Theatre in Derbent, Russia

Azerbaijani State Drama Theatre (Azərbaycan Dövlət Dram Teatrı) is a cultural institution of the Republic of Dagestan (Russia). It is located in Derbent at 42 Lenin Street. It is the only state theatre in the Russian Federation that performs in the Azerbaijani language.

== History ==
=== Russian Empire ===
In the mid-1880s, an amateur Turkic (Azerbaijani) drama circle was established in Derbent at the initiative of members of the Azerbaijani intelligentsia. Its participants were exclusively men. The amateur actors performed on the stage of the city's public club and in local cinema halls.
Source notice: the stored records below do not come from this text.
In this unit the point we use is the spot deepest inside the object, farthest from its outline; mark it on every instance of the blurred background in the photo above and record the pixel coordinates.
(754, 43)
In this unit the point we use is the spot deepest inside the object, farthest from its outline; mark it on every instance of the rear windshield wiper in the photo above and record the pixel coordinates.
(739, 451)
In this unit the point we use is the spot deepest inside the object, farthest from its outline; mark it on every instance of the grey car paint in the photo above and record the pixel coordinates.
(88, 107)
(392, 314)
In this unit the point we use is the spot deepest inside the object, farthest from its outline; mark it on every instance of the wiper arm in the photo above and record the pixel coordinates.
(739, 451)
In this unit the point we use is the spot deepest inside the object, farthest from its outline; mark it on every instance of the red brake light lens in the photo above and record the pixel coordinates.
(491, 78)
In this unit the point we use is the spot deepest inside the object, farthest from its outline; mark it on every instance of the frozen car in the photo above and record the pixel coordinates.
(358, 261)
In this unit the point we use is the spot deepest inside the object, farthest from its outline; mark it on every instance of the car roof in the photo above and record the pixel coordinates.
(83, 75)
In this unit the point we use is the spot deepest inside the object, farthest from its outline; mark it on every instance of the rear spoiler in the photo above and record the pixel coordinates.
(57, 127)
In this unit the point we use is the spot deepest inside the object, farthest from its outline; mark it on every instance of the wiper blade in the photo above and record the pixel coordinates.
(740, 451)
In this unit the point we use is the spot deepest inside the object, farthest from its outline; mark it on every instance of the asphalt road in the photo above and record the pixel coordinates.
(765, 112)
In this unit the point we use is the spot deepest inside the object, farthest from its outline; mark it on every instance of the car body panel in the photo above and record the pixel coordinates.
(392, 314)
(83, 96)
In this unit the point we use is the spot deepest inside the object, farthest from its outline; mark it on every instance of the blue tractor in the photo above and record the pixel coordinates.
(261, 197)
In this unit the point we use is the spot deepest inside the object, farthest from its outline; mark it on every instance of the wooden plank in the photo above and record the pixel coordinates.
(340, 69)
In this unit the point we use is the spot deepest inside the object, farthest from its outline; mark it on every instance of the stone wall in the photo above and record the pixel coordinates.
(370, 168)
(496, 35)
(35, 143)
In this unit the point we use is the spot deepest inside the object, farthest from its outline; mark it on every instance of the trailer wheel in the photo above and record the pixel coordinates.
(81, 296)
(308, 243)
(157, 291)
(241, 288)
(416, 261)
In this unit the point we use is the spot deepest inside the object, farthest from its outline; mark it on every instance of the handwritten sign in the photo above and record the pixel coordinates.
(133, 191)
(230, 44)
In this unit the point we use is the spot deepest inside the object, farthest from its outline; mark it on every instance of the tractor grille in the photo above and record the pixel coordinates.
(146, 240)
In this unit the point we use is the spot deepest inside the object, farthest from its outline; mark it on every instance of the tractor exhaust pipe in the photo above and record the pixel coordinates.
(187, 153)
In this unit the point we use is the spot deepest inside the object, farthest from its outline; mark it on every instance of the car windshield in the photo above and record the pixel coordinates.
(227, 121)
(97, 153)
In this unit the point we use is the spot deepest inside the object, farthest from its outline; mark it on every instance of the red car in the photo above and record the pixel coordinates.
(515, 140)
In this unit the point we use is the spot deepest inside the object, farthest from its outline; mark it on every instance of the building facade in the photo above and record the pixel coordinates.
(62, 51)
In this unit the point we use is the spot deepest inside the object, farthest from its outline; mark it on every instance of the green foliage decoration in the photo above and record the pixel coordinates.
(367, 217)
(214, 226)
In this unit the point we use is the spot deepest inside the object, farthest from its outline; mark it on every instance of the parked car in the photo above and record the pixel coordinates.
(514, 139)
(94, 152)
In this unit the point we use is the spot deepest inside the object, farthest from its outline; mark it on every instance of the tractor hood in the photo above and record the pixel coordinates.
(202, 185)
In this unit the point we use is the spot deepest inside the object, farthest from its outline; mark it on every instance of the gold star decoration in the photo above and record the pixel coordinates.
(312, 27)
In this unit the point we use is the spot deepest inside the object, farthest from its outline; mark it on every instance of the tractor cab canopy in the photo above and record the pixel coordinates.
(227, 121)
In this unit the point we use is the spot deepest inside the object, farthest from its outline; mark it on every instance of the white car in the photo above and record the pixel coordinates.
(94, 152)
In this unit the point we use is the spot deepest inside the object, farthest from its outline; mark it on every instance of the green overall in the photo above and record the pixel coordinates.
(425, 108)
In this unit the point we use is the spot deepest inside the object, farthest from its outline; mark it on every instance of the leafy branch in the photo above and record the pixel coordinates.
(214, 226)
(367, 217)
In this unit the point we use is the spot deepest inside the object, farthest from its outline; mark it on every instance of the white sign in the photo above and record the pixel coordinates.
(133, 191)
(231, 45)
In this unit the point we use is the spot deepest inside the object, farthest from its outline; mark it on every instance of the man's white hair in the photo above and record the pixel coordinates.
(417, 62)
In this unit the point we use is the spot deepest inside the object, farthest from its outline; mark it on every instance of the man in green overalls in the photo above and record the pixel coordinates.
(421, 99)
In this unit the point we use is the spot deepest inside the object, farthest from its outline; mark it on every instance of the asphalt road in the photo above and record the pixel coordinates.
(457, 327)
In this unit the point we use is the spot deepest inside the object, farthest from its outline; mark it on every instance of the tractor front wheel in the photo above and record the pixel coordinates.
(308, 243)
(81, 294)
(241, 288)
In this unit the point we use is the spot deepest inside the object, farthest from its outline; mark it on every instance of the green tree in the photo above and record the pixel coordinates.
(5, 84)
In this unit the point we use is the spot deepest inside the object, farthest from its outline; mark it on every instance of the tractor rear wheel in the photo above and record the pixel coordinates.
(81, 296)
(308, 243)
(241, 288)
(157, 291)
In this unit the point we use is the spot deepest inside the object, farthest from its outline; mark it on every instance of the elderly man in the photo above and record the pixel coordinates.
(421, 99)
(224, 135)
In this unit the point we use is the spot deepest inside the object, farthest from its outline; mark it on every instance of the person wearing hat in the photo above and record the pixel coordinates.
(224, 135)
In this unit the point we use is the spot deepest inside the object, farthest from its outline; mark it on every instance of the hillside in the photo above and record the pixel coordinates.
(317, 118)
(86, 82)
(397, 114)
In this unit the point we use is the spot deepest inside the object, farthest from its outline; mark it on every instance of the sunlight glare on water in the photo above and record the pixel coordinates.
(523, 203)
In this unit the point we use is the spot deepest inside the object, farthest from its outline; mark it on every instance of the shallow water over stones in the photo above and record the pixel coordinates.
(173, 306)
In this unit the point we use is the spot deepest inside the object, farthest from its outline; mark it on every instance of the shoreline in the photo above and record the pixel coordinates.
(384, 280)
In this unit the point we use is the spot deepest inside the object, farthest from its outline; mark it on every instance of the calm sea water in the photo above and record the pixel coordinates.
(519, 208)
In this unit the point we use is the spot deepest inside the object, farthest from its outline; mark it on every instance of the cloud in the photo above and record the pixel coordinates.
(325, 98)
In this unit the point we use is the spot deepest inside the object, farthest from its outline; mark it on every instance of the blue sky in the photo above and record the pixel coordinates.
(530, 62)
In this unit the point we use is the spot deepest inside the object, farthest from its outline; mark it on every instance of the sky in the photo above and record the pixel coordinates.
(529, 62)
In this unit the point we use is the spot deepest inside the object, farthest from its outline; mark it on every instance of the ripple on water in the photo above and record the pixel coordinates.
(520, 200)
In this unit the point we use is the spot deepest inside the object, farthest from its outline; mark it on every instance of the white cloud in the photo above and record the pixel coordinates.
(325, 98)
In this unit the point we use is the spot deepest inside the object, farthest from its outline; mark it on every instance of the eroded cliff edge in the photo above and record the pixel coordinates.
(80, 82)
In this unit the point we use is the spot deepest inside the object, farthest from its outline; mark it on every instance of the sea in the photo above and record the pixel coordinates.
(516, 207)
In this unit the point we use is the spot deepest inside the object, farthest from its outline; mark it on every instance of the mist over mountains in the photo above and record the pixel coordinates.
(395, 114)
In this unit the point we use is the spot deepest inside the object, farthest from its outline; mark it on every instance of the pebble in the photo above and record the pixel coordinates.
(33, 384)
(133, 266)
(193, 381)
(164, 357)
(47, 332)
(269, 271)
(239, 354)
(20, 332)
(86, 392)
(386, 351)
In February 1904, participants at a meeting of the city representatives petitioned the Ministry of Internal Affairs of the Russian Empire for approval of the Charter of the Derbent Turkic (Azerbaijani) Drama Theatre. The charter was approved on 22 September 1904. The theatre's performers had no formal theatrical training. In 1910, the theatre staged the premiere of the opera Leyli and Majnun by Uzeyir Hajibeyov.

=== Soviet Union ===
In 1918, the theatre troupe disbanded as a result of the events of the Russian Civil War. Following the establishment of Soviet rule in 1920, the Azerbaijani Amateur Theatre was founded on the basis of the Proletarian Youth Club. In 1927, the theatre was granted professional status, and the troupe was assigned a renovated building formerly occupied by the Proletarian Youth Club. However, on the night before its opening, the building was destroyed by a fire, the cause of which could not be determined.

In 1931, the theatre opened in the newly constructed Builders' Club. The actor Ismayil Daghistanli was appointed chief director.

From 1933 to 1949, the theatre's director was Musaib Dzhum-Dzhum, a People's Artist of the Dagestan ASSR. In 1936, the theatre was granted the status of the State Azerbaijani Musical Drama Theatre. However, in 1949, it was closed due to insufficient funding, and the Interkolkhoz (inter-collective farm) Theatre was established in its place.

In 1967, the Azerbaijani People's Theatre was established at the House of Culture of Derbent District under the leadership of Nasir Gashim-ogly. On 27 April 1998, the theatre was granted state status. It was assigned the building of the Rodina Cinema, which proved unsuitable for use because of its deteriorated condition. As a result, the Azerbaijani Ttheatre performed at the facilities of the Lezgin Drama Theatre. Construction of a new theatre building was suspended in 2006.
===Russia ===
In 2017, the Lezgin Drama Theatre hosted the premieres of the children's play Lev Vaska, based on a play by Pavel Ivanovich Morozov, and the comedy Everyone Has Their Own Star by Azerbaijani writer Isi Abbas oglu Melikzade.

In 2021, construction began on a new theatre building on the site of the former Rodina Cinema. The project was completed shortly thereafter. The theatre officially opened on 27 March 2026, on World Theatre Day.